Una nuova chiave di lettura Una cultura che non può e non deve mai essere liquidata da concetti banalmente antropocentrici e che ha, dalla sua, una essenza che sprofonda nel passato remoto. Il volo verso il passato, che non si limita a quello recente testimoniato dalle scoperte archeologiche del neolitico, ci fa scoprire, attraverso quest’opera, una nuova chiave di lettura della pulsione umana verso la caccia, dove viene ridimensionata l’esigenza di procurarsi il cibo per la sopravvivenza e viene posta in primo piano la componente rituale del gesto venatorio, che diviene colonna portante dell’intera evoluzione umana. Una delle tesi sostenuta dagli autori, a mo’ di sottofondo ritmato e continuo, è la consapevolezza di ciò che si fa e non è una cosa semplice.

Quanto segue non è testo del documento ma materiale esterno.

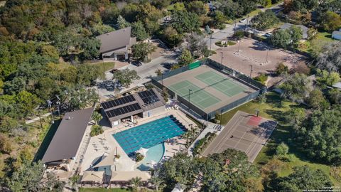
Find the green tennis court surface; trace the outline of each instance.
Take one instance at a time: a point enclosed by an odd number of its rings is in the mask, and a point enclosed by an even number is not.
[[[207,91],[202,89],[200,90],[199,87],[188,80],[183,80],[173,84],[169,86],[168,88],[186,100],[188,100],[188,90],[191,90],[190,102],[202,110],[221,101]]]
[[[202,73],[195,76],[195,78],[229,97],[234,96],[247,90],[232,80],[225,78],[213,71]]]

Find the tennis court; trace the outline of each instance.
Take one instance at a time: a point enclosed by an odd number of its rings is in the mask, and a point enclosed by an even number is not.
[[[220,99],[208,93],[207,91],[200,89],[188,80],[181,81],[170,85],[169,89],[184,98],[188,97],[189,90],[191,90],[190,97],[190,102],[201,109],[207,108],[221,101]]]
[[[276,125],[275,121],[238,111],[202,155],[221,153],[230,148],[245,152],[253,162]]]
[[[205,82],[206,85],[212,86],[213,88],[225,94],[229,97],[232,97],[244,91],[246,88],[227,78],[224,78],[215,72],[207,71],[195,76],[195,78]]]

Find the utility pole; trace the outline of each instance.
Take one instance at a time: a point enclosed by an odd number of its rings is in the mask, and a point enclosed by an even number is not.
[[[188,112],[190,112],[190,92],[192,90],[188,89]]]

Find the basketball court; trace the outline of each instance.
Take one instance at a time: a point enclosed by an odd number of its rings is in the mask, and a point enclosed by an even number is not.
[[[253,162],[276,125],[276,122],[238,111],[202,155],[231,148],[245,152]]]

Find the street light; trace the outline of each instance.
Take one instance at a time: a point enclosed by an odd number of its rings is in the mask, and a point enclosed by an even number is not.
[[[188,112],[190,112],[190,92],[192,90],[188,89]]]

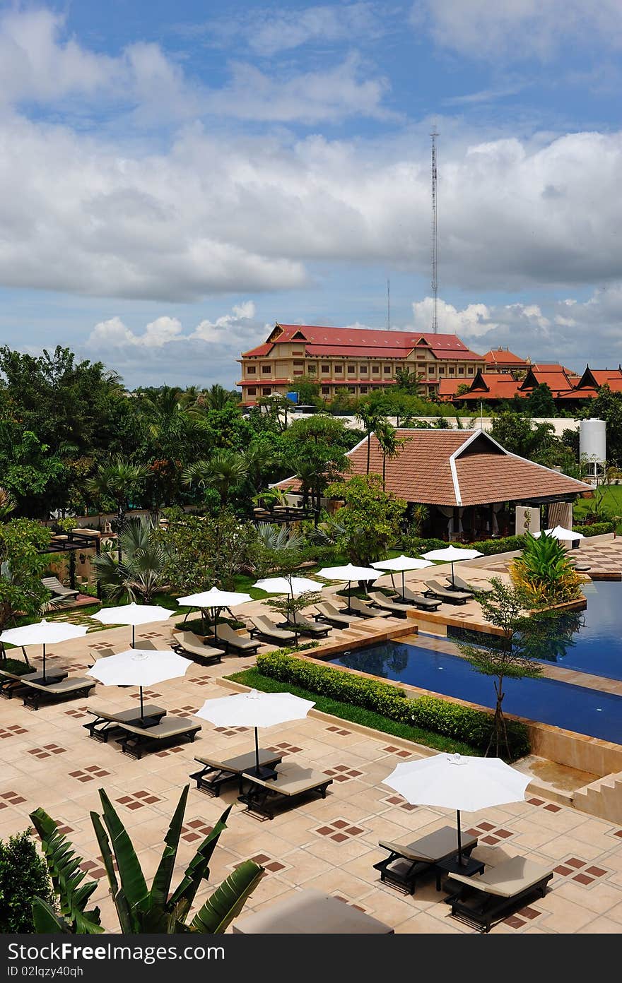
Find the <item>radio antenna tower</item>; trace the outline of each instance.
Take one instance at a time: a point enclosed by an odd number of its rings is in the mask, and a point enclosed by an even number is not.
[[[387,280],[387,330],[391,330],[391,280]]]
[[[436,219],[436,127],[430,134],[432,138],[432,332],[438,331],[437,301],[438,301],[438,228]]]

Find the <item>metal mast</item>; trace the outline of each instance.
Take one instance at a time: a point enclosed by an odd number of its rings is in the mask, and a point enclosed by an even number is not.
[[[438,300],[438,228],[436,219],[436,127],[430,134],[432,138],[432,331],[438,331],[436,308]]]

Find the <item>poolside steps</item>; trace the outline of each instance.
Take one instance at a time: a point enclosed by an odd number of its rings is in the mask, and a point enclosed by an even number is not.
[[[604,775],[573,793],[573,806],[613,823],[622,823],[622,772]]]

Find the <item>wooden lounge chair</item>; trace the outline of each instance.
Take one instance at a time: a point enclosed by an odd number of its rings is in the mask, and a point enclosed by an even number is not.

La padronanza della conoscenza dei propri limiti, dei limiti di archi e frecce, la consapevolezza della propria ignoranza, è la prima questione da mettere in conto. Il rispetto della preda, che si esplica con la cerca e la ricerca nell’ambiente naturale nei panni del predatore, con una sofferta ma consapevole attenzione a quei particolari che la vita di oggi ci nasconde, sono i punti fondamentali di un rispetto fortemente etico. Non una caccia di quantità, ma una ricerca dell’essenza della caccia stessa e della natura umana. E così lo strumento primitivo (la freccia), in questo caso, ci è di aiuto; un tramite ridotto al minimo che costringe l’uomo verso la compenetrazione assoluta con il mondo primitivo, in virtù proprio dei suoi limiti antropologici.
Le situazioni vissute sul campo La parte tecnica, arcieristica e naturalistica, in questo libro di 352 pagine, con oltre 130 foto e ricco di grafici, è trattata con molta attenzione e già da sola potrebbe rappresentare un completo e spesso manuale tecnico. Ma se le testimonianze riportate dagli autori, la loro esperienza nata da situazioni vissute sul campo e frutto di scambi con rappresentanti della caccia con l’arco mondiali già di per sé possono risultare interessanti per chi già è avvezzo o ben predisposto all’arte venatoria con l’arco o con qualsiasi altro strumento lecito, riteniamo che questo volume possa essere una interessante fonte di meditazione per chi ne è lontano o nemico. Gli autori sono presidente l’uno e vicepresidente l’altro dell’associazione l’Eredità Perduta, che si batte da più di 10 anni per la regolamentazione dell’attività venatoria con l’arco e per la tutela degli aspetti etici propri di questa struggente ed affascinante disciplina. Recenti azioni dirette verso le istituzioni, tese a sottolineare l’importanza di una corretta interpretazione della legge che nel nostro Paese legittima dal ‘76 la caccia con l’arco, hanno permesso piccoli e grandi passi verso il suo riconoscimento istituzionale e la sua disciplina sul territorio nazionale. Ai lettori resta il compito di scoprire i segreti del volo di questa freccia che ci fa conoscere l’umido del bosco in un tiepido mattino autunnale e la fragranza di un ripensamento sulla nostra “difficile” civiltà.